Quidditch: From the Present to the Future
So, where is the sport of quidditch destined to head from here? World Cup VI is already scheduled for April 13-14, 2013 in Kissimmee, Florida, which is near Orlando. There will be sixty berths for teams, which require five official matches outside of each team’s regional tournament (think conference tournaments in college basketball). Winning a tournament gets the team a berth. There will then be twenty Division II berths. Maybe quidditch is now trying to start an April Madness?
Then, on November 17th of this year is the National Confederation of Broomstick Athletes Collegiate Cup. The NCBA was founded as a separate organization in the Spring amongst players to take the sport in a different direction then it was progressing. It started with three conferences; the Heartland Conference based in the Midwest, the Red River Conference based in Texas, and Gulf Coast Conference in the Southeast. David Gutierrez, a Texas A&M player in charge of the NCBA, says he sees some conflict with the IQA, though only because they are both formal quidditch-based corporations.
“Yes in regards to we would be the first formal corporation to form whose objectives revolve around quidditch since the IQA was formed,” Gutierrez said via email. “However, we simply look to supplement the IQA’s work in the United States and are not looking to compete against or replace the IQA. Our members still play by IQA rules and they do not need to pay additional membership fees to play under our association.”

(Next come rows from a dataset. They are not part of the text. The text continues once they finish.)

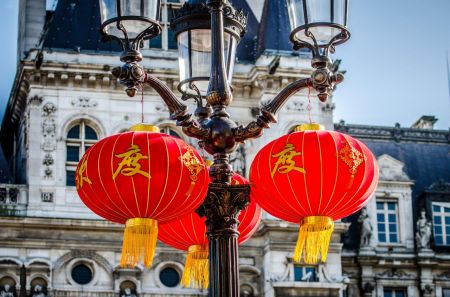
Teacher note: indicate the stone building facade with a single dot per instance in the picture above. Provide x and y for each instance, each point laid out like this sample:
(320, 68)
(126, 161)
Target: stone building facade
(64, 99)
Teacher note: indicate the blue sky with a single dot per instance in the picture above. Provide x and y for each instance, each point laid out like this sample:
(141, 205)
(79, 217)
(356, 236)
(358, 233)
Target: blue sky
(395, 61)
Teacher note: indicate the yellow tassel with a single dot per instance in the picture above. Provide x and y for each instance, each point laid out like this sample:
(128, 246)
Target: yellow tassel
(139, 242)
(313, 239)
(195, 273)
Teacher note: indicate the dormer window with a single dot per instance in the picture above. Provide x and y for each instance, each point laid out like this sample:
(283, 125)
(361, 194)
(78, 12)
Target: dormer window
(387, 221)
(441, 223)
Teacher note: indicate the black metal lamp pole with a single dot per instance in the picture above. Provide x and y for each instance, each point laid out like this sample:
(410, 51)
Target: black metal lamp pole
(320, 31)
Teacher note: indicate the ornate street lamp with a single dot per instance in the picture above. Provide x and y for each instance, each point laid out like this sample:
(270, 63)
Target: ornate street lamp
(208, 32)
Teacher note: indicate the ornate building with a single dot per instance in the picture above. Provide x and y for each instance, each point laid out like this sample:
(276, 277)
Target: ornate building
(64, 99)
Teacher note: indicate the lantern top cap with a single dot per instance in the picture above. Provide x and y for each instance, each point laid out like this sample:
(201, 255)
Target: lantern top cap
(144, 128)
(309, 127)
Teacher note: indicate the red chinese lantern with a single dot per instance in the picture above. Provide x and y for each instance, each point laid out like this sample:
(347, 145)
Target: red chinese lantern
(141, 178)
(189, 234)
(313, 178)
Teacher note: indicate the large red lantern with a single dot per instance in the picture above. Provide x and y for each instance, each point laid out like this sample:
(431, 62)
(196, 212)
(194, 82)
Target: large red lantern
(140, 178)
(313, 177)
(189, 234)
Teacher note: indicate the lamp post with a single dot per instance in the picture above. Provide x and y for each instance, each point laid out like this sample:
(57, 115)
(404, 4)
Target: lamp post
(208, 32)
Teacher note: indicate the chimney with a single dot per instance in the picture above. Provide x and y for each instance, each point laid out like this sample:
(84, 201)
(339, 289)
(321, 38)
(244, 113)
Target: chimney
(425, 122)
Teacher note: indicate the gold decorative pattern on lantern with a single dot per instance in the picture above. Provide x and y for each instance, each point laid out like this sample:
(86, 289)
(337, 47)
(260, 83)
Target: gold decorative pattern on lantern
(192, 163)
(80, 178)
(129, 165)
(285, 162)
(352, 157)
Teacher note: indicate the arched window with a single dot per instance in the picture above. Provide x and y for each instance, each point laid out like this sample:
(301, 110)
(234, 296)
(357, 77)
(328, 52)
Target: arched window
(79, 138)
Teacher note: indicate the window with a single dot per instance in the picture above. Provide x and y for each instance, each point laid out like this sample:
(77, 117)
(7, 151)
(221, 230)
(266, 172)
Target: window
(79, 138)
(81, 274)
(166, 40)
(169, 277)
(304, 274)
(388, 292)
(441, 223)
(387, 218)
(445, 292)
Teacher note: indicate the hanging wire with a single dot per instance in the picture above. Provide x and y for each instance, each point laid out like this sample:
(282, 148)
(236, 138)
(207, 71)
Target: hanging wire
(309, 105)
(142, 103)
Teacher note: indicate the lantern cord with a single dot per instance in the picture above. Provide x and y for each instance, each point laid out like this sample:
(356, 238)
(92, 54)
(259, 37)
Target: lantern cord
(139, 242)
(142, 103)
(313, 239)
(309, 105)
(195, 273)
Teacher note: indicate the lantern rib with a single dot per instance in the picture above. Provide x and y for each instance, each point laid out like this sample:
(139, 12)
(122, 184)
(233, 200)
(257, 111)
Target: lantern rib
(114, 181)
(134, 187)
(321, 173)
(103, 186)
(93, 200)
(148, 181)
(275, 185)
(304, 175)
(290, 185)
(166, 180)
(331, 134)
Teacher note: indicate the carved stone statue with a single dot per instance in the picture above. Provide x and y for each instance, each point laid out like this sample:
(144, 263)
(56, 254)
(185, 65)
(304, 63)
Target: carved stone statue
(423, 234)
(366, 228)
(6, 291)
(38, 291)
(127, 293)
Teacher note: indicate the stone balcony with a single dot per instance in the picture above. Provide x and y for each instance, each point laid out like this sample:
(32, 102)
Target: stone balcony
(13, 200)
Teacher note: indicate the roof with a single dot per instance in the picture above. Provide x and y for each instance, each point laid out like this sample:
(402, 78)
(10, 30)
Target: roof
(75, 25)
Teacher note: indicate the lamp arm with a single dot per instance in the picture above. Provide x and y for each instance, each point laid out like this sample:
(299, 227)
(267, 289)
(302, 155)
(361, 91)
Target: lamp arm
(178, 110)
(268, 112)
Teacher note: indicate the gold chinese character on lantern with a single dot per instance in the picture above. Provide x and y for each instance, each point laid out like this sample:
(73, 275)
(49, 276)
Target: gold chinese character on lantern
(352, 157)
(192, 163)
(285, 162)
(80, 178)
(130, 165)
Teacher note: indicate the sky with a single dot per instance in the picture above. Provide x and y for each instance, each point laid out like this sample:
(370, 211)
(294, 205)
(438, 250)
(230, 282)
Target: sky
(395, 61)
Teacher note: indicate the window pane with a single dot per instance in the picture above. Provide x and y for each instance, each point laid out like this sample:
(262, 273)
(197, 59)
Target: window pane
(393, 237)
(391, 205)
(392, 228)
(446, 293)
(70, 178)
(73, 153)
(298, 273)
(156, 42)
(171, 41)
(74, 132)
(90, 133)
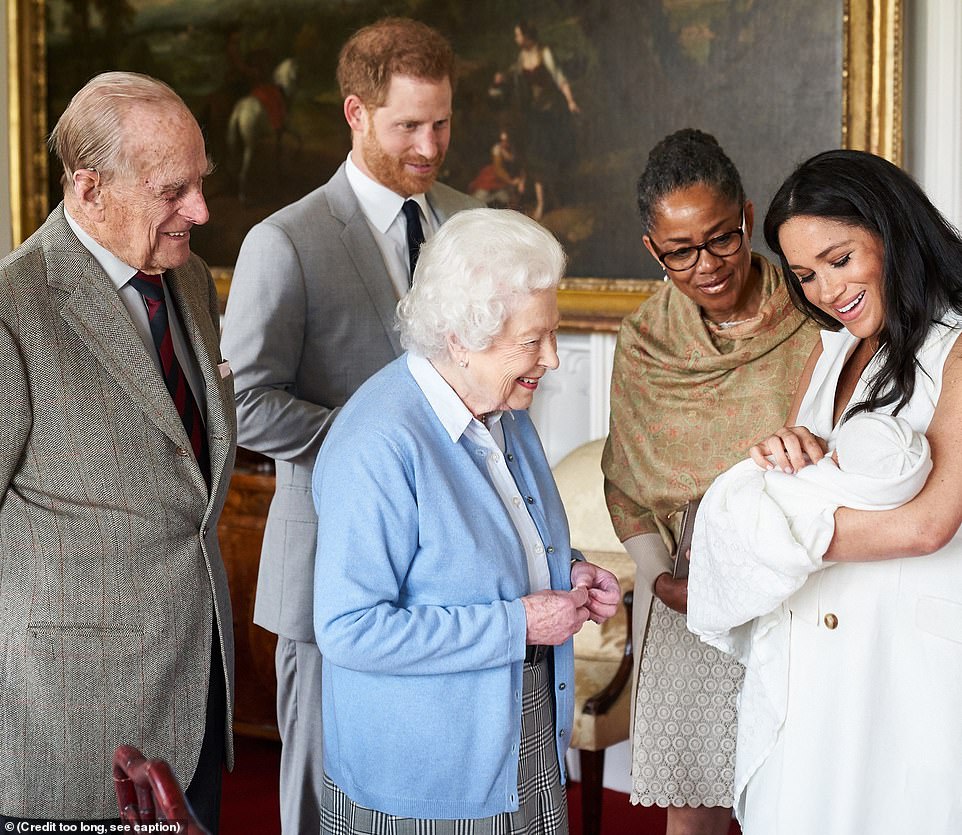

Radford said in a radio interview earlier this year that the NCBA simply means more quidditch being organized, which is good for all involved. So thankfully, it won’t be an NBA-ABA style rivalry, forcing teams to choose and playing with stylistic differences. That will keep the sport united.
But even then beyond that, QuidCon2013.com has been registered. More tournaments are springing up. There are community teams such as the New York Badassilisks, and the Bay Area based Silicon Valley Skrewts. Those might just be the seeds of a professional league.
“There a lot of smaller niche sports that nevertheless have big followings and generate a lot of revenue,” Radford said. “I’m not sure if in our time we’d become like football, but I can see sustaining pro-teams.”
Considering the growth the sport has had in span of merely seven years, who knows where it will be in another twenty years? It can only get bigger from here.